1855 Map showing Toll House

Today Turnpike Avenue is a town road, but it didn’t start out that way. As its name implies, it once was a toll road. In 1804 the “Rhode Island Turnpike Company,” – with business partners Artemus Fish, Abraham Barker, Peleg Fish, Isaac Fish and others, petitioned the State Assembly to make a shortcut to Bristol Ferry and charge people to use the road.  The Assembly granted this request a year later, but added some rules.  The company had two years to create the road or the charter would be void and they could not make the road on any land they had not paid for already.  The capital stock was set at sixty shares at $50 for each share.

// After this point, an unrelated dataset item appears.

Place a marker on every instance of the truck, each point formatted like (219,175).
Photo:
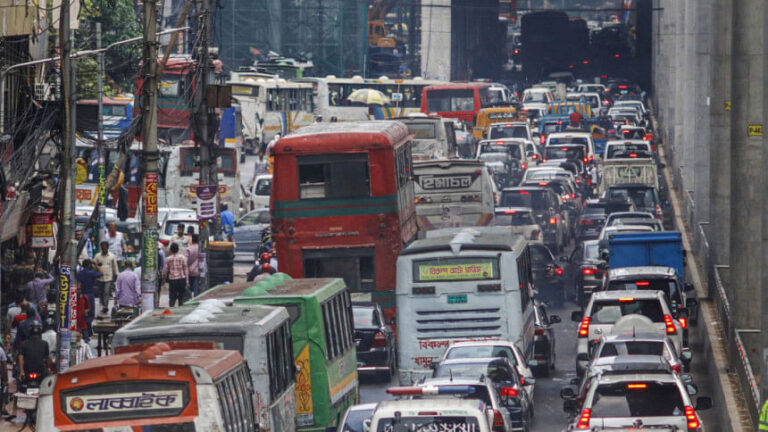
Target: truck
(627,171)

According to the charter, the route was “beginning at the fork of the east and west roads near Mr. Job Durfey’s and from thence on a southwesterly course, until it shall meet with the east road near the corner of the orchard late belonging to Mrs. Bathsheba Fish.”  A “turnpike” (a pike or pole on a swivel that was turned to let the travelers through after they paid their toll) was set up in a toll house by the Methodist meeting house near Dexter Street.  The Turnpike ran a mile and three quarters.  By 1853 there was a suit filed against the turnpike company, but it existed until 1864 when the owner, Gardner Thomas, donated the turnpike road to the town.